对单身期群体推介养老目标基金定投,充分利用复利原理积累养老资产;对家庭成长期群体推介“子女教育+养老”的组合计划,开始配置养老年金产品;对家庭成熟期群体推介“养老+健康医疗”组合计划,逐渐增大基金定投和年金产品的配置;对退休前群体适当推介“养老+财富传承”计划,配置养老理财或养老信托等具有一定固定期限的产品。
区块链养老服务金融系统具有明显优点。覆盖范围广,涉及到个体、家庭与金融机构的资源整合;追溯时间长,贯穿个体整个生命周期的金融安排;服务精细化,根据代际差异、群体差异以及个体差异提供异质性服务;程序动态化,随时捕捉代际间的“收入-消费-投资”活动的变化趋势并逐渐调整资产匹配程序。区块链养老服务金融系统的建立是一个长期的过程,是一个不断加强金融体系与不可逆转的老龄社会之间适应度的过程。在这个过程中,系统本身需要寻求各种机制实现系统自治,寻求纵深发展和生态优化。
在区块链养老服务金融系统中,个体主动贡献完整信息,降低了金融机构的产品设计成本和获客成本,提高金融机构利润的同时使个体获得更优质的养老资金安排。
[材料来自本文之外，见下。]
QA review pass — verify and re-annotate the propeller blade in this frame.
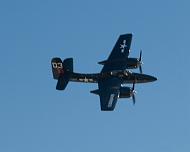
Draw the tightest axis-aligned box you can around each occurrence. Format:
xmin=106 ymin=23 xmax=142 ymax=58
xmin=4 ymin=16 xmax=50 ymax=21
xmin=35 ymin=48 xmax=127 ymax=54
xmin=132 ymin=94 xmax=136 ymax=105
xmin=132 ymin=81 xmax=136 ymax=105
xmin=132 ymin=81 xmax=135 ymax=90
xmin=132 ymin=80 xmax=136 ymax=105
xmin=139 ymin=50 xmax=143 ymax=73
xmin=139 ymin=65 xmax=143 ymax=74
xmin=139 ymin=50 xmax=142 ymax=61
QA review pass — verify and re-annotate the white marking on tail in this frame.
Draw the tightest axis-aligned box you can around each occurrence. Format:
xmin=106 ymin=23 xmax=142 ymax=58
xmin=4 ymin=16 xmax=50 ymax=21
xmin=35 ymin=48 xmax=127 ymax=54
xmin=52 ymin=62 xmax=63 ymax=69
xmin=120 ymin=40 xmax=127 ymax=53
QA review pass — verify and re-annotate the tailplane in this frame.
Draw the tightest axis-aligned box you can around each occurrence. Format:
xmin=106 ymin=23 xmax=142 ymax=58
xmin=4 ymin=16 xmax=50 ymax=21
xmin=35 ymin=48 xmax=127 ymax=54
xmin=51 ymin=58 xmax=73 ymax=90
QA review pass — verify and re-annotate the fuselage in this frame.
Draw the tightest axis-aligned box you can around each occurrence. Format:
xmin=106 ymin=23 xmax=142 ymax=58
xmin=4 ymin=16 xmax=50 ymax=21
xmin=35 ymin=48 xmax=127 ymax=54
xmin=69 ymin=70 xmax=157 ymax=84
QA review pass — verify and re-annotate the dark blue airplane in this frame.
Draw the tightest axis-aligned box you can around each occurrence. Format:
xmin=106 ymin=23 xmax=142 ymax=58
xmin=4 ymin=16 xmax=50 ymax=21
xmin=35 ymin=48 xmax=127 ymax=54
xmin=51 ymin=34 xmax=157 ymax=111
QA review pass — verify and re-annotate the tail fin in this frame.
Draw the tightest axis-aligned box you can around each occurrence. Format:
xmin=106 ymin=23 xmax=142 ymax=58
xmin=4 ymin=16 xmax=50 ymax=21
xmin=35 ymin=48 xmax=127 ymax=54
xmin=51 ymin=57 xmax=73 ymax=90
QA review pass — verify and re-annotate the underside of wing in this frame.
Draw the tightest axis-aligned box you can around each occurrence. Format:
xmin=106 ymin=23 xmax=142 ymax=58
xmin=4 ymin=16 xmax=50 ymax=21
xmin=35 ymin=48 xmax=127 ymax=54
xmin=101 ymin=33 xmax=132 ymax=72
xmin=99 ymin=89 xmax=119 ymax=111
xmin=97 ymin=77 xmax=122 ymax=111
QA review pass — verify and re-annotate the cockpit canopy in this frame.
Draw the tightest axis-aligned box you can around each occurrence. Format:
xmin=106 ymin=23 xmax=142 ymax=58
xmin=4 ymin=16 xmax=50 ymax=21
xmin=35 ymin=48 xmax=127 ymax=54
xmin=110 ymin=70 xmax=132 ymax=76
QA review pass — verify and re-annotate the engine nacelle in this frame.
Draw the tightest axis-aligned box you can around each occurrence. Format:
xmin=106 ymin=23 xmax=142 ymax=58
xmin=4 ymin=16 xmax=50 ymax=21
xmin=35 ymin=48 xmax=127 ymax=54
xmin=119 ymin=87 xmax=133 ymax=98
xmin=99 ymin=58 xmax=139 ymax=68
xmin=126 ymin=58 xmax=139 ymax=69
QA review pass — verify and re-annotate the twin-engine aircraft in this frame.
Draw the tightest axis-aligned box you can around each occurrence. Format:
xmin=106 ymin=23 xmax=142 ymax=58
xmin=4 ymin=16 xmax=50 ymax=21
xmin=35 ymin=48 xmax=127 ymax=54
xmin=51 ymin=34 xmax=157 ymax=111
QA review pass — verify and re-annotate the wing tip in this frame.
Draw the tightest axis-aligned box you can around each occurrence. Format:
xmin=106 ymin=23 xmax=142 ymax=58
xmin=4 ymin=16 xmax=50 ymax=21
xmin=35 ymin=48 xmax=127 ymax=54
xmin=101 ymin=108 xmax=115 ymax=111
xmin=120 ymin=33 xmax=133 ymax=38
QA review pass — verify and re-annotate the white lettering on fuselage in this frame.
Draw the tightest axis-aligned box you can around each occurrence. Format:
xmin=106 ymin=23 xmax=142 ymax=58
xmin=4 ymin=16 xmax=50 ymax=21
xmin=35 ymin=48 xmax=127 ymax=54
xmin=84 ymin=77 xmax=88 ymax=82
xmin=78 ymin=77 xmax=94 ymax=83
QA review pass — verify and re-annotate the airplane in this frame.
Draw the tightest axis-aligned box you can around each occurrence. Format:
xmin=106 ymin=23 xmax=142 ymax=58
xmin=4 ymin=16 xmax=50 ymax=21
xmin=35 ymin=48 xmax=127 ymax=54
xmin=51 ymin=33 xmax=157 ymax=111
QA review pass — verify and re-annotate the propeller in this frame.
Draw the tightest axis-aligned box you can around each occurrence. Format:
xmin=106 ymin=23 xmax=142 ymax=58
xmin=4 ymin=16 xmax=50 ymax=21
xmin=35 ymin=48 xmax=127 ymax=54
xmin=132 ymin=94 xmax=136 ymax=105
xmin=131 ymin=81 xmax=136 ymax=105
xmin=138 ymin=50 xmax=143 ymax=74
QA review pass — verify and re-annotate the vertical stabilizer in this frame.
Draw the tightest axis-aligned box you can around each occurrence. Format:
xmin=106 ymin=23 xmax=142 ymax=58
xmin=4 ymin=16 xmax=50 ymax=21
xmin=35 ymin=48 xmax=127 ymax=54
xmin=51 ymin=57 xmax=73 ymax=90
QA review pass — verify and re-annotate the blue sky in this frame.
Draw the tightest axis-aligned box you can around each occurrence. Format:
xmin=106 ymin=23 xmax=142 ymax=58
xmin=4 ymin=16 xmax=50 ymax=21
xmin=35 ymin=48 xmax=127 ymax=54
xmin=0 ymin=0 xmax=189 ymax=151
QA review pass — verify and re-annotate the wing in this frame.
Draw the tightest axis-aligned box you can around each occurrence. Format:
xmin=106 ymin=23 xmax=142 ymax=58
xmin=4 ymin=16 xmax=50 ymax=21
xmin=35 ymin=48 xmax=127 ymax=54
xmin=100 ymin=33 xmax=132 ymax=72
xmin=98 ymin=77 xmax=121 ymax=111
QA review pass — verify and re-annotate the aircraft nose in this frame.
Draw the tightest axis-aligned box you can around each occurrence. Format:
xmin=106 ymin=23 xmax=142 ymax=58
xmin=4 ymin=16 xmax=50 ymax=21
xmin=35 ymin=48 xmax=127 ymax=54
xmin=149 ymin=75 xmax=157 ymax=82
xmin=131 ymin=73 xmax=157 ymax=83
xmin=138 ymin=74 xmax=157 ymax=83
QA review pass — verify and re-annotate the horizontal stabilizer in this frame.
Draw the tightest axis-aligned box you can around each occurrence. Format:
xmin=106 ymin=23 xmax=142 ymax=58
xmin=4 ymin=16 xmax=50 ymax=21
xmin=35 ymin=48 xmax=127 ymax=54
xmin=98 ymin=60 xmax=107 ymax=65
xmin=56 ymin=75 xmax=69 ymax=90
xmin=90 ymin=89 xmax=100 ymax=95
整个良性循环的起点,是个体信息记录。类似于比特币,区块链养老服务金融系统也可以设置一种激励机制,向满足要求的个体发放“养老币”,让其购买金融服务。激励机制的目的很明确,一是保证系统能运转起来,二是培养全民的养老金融意识。即,根据信息记录的数量和完整性向个体发放养老币,激励更多个体记录更多信息,维持系统的正常运转;根据制定执行养老规划的年龄向个体发放养老币,激励个体提前进行养老规划,培养全民的养老意识,逐渐增加国民养老资金积累。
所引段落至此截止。